MethodSource-domainTarget-domain
Baseline97.8364.07
Learnable register97.8763.17
Random register97.5065.05
REAP(ours)96.3366.75
Random-mask96.2860.90
Cluster-mask94.2364.29

4. Generalization to Meta-Dataset

Due to time and resource constraints, we first pretrain on our datasets(miniImagenet), and then validate on parts of the Meta-Dataset under the 5-way 5-shot protocol below.

DatasetBaselineREAPΔ
Birds94.2396.82+2.59
Fungi61.0364.39+3.36
VGG Flower89.6490.03+0.39
Traffic Sign60.4662.37+1.91
Ave*76.3478.40+2.06

5. Efficiency analysis

  1. Training Time: REAP introduces <7% additional training time compared to the baseline (127.08s vs. 118.98s per epoch), attributable to the lightweight random register sampling.
  2. Inference Cost: Inference time remains identical to the baseline with no additional overhead. Architectural parity ensures seamless deployment in real-world applications.
  3. Parameter Efficiency: Only one learnable standard deviation is added to control register initialization.

This demonstrates REAP’s lightweight design achieves significant cross-domain gains with near-zero parameter and time penalties.

6. Figure Readability Improvement

We promise we will polish our paper in the final version.

最终决定

This work is aimed at cross-domain few shot learning, where a vision transformer is first trained on a source domain, and then fine-tuned on the target domain with few-shot data.

This work finds that adding learnable registers during source-domain learning harms the transfer to target domain, while "random" (noise) tokens do not suffer from this.
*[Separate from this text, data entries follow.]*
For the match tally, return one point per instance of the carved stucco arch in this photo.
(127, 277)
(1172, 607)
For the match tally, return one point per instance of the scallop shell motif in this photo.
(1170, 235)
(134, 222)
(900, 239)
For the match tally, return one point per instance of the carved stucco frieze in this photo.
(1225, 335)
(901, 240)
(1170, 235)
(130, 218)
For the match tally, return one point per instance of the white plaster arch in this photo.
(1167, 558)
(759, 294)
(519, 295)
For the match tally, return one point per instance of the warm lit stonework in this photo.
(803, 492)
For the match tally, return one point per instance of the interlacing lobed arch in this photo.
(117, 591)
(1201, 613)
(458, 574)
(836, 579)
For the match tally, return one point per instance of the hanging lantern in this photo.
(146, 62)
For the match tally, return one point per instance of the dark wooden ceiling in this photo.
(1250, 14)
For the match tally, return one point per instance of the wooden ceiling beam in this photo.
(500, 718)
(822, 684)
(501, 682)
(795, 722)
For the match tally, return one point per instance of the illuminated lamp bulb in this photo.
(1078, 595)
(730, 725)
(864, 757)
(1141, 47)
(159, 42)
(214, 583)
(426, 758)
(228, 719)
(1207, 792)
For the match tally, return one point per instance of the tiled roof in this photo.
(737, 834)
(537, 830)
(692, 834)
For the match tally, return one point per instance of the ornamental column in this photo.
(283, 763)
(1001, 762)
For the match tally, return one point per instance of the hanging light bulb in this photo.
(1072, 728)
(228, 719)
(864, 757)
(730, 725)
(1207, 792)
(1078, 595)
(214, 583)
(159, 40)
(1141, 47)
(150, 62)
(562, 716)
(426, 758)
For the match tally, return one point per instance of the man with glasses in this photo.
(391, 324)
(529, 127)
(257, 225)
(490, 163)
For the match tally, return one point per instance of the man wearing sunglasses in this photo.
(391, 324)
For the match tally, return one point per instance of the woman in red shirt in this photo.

Based on this, they propose a technique where during source-domain training, clusters of visual tokens are replaced with random "registers" (effectively a regularization / reduces overfitting), and learnable registers/tokens are added during target fine-tuning. This is demonstrated to help in cross-domain transfer, and is competitive with existing methods.

The analysis of the phenomena was found interesting by the reviewers who recommend this work for publication. Hence, I recommend acceptance of this work.